How to reliable tell the uploaded file type (text or binary)?

1.3k Views Asked by At

I have an application where users should be able to upload a wide variety of files, but I need to know for each file, if I can safely display its textual representation as plain text.

Using python-magic like

m = Magic(mime=True).from_buffer(cgi.FieldStorage.file.read())

gives me the correct MIME type.

But sometimes, the MIME type for scripts is application/*, so simply looking for m.startswith('text/') is not enough.

Another site suggested using

m = Magic().from_buffer(cgi.FieldStorage.file.read())

and checking for 'text' in m.

Would the second approach be reliable enough for a collection of arbitrary file uploads or could someone give me another idea?

Thanks a lot.

2

There are 2 best solutions below

5
On

What is your goal? Do you want the real mime type? Is that important for security reasons? Or is it "nice to have"?

The problem is that the same file can have different mime types. When a script file has a proper #! header, python-magic can determine the script type and tell you. If the header is missing, text/plain might be the best you can get.

This means there is no general "will always work" magic solution (despite the name of the module). You will have to sit down and think what information you can get, what it means and how you want to treat it.

The secure solution would be to create a list of mime types that you accept and check them with:

allowed_mime_types = [ ... ]
if m in allowed_mime_types:

That means only perfect matches are accepted. It also means that your server will reject valid files which don't have the correct mime type for some reason (missing header, magic failed to recognize the file, you forgot to mention the mime type in your list).

Or to put it another way: Why do you check the mime type of the file if you don't really care?

[EDIT] When you say

I need to know for each file, if I can safely display its textual representation as plain text.

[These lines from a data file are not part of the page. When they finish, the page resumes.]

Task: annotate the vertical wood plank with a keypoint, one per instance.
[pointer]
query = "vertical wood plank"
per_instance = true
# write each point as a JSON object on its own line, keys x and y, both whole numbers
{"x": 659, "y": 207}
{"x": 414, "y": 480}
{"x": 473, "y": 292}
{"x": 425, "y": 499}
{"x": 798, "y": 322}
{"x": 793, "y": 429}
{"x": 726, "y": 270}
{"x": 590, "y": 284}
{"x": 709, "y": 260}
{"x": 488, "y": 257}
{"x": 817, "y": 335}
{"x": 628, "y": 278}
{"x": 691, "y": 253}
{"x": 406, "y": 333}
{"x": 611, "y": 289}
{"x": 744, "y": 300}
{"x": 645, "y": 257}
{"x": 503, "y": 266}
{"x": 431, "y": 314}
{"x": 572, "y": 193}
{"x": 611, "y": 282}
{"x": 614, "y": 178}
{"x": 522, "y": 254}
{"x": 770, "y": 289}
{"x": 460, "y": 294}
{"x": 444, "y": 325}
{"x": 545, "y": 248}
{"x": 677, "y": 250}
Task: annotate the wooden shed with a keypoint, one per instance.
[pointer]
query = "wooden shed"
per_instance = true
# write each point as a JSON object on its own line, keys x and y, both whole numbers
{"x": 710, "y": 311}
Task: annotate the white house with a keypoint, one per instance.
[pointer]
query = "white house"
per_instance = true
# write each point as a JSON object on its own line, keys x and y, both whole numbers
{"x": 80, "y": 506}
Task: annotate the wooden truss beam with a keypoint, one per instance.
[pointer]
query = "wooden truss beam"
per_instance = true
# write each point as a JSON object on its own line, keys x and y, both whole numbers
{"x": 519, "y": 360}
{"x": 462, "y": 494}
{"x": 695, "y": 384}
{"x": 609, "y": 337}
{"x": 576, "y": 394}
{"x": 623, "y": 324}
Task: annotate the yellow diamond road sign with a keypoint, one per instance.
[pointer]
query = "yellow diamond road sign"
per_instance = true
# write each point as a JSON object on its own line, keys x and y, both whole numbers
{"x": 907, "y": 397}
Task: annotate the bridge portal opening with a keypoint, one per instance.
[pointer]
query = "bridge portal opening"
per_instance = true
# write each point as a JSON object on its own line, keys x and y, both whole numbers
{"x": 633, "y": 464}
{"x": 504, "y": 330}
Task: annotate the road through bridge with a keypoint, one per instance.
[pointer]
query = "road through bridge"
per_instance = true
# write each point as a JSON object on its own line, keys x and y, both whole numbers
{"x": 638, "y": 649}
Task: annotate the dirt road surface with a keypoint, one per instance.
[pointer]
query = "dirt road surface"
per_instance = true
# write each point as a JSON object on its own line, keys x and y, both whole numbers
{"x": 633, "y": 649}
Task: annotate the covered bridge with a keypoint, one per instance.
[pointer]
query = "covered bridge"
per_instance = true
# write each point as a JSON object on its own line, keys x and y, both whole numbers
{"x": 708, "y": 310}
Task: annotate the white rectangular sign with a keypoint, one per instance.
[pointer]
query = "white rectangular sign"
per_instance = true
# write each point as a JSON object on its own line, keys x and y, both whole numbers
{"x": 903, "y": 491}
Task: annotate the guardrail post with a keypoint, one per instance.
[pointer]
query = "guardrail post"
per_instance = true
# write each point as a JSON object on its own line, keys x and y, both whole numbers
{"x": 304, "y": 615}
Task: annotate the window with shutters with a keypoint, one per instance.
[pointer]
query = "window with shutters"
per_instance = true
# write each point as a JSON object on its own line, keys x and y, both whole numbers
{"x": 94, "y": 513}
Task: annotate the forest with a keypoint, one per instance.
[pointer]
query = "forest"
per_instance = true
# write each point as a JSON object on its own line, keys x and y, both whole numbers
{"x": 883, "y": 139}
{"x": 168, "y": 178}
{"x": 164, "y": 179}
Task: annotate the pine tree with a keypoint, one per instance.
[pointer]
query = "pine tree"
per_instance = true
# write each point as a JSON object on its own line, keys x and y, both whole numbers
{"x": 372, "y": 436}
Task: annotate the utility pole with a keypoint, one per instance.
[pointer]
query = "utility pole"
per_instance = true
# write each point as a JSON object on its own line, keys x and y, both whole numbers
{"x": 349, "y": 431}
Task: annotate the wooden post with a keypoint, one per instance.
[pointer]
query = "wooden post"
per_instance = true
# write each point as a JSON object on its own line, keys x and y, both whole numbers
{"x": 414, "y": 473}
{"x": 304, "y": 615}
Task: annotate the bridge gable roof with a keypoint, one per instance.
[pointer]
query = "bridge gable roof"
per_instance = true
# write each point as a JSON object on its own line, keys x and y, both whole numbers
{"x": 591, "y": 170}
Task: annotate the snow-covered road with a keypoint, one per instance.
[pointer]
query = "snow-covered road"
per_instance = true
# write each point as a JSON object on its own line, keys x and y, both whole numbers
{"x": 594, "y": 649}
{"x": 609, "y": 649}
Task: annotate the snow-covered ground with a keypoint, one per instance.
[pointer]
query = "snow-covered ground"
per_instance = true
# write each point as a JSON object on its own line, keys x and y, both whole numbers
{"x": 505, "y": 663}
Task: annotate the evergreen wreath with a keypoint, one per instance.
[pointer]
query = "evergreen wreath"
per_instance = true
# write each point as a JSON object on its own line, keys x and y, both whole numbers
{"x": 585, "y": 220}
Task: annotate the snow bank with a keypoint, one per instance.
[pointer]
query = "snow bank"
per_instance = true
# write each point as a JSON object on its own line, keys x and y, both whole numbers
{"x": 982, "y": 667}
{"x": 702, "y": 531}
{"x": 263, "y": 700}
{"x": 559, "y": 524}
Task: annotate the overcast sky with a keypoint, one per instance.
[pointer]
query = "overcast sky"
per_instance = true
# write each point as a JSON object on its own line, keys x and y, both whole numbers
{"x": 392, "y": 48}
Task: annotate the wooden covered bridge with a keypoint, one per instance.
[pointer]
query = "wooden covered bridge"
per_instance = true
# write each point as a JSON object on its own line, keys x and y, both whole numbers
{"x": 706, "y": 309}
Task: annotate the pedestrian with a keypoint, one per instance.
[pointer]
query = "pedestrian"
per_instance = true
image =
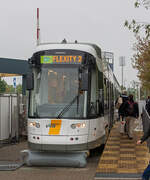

then this isn't as easy as it sounds. First of all, "text" files have no encoding stored in them, so you will need to know the encoding that the user used when they created the file. This isn't a trivial task. There are heuristics to do so but things get hairy when encodings like ISO 8859-1 and 8859-15 are used (the latter has the Euro symbol).

To fix this, you will need to force your users to either save the text files in a specific encoding (UTF-8 is currently the best choice) or you need to supply a form into which users will have to paste the text.

When using a form, the user can see whether the text is encoded correctly (they see it on the screen), they can fix any problems and you can make sure that the browser sends you the text encoded with UTF-8.

If you can't do that, your only choice is to check for any bytes below 0x20 in the input with the exception of \r, \n and \t. That is a pretty good check for "is this a text document".

But when users use umlauts (like when you write an application that is being used world wide), this approach will eventually fail unless you can enforce a specific encoding on the user's side (which you probably can't since you don't trust the user).

[EDIT2] Since you need this to check actual source code: If you want to make sure the source code is "safe", then parse it. Most languages allow to parse the code without actually executing it. That would give you some real information (because the parsers know what to look for) and you wouldn't need to make wild guesses :-)

4
On

After playing around a bit, I discovered that I can propably use the Magic(mime_encoding=True) results!

I ran a simple script on my Dropbox folder and grouped the results both by encoding and by extension to check for irregularities.

But it does seem pretty usable by looking for 'binary' in encoding.

I think I will hang on to that, but thank you all.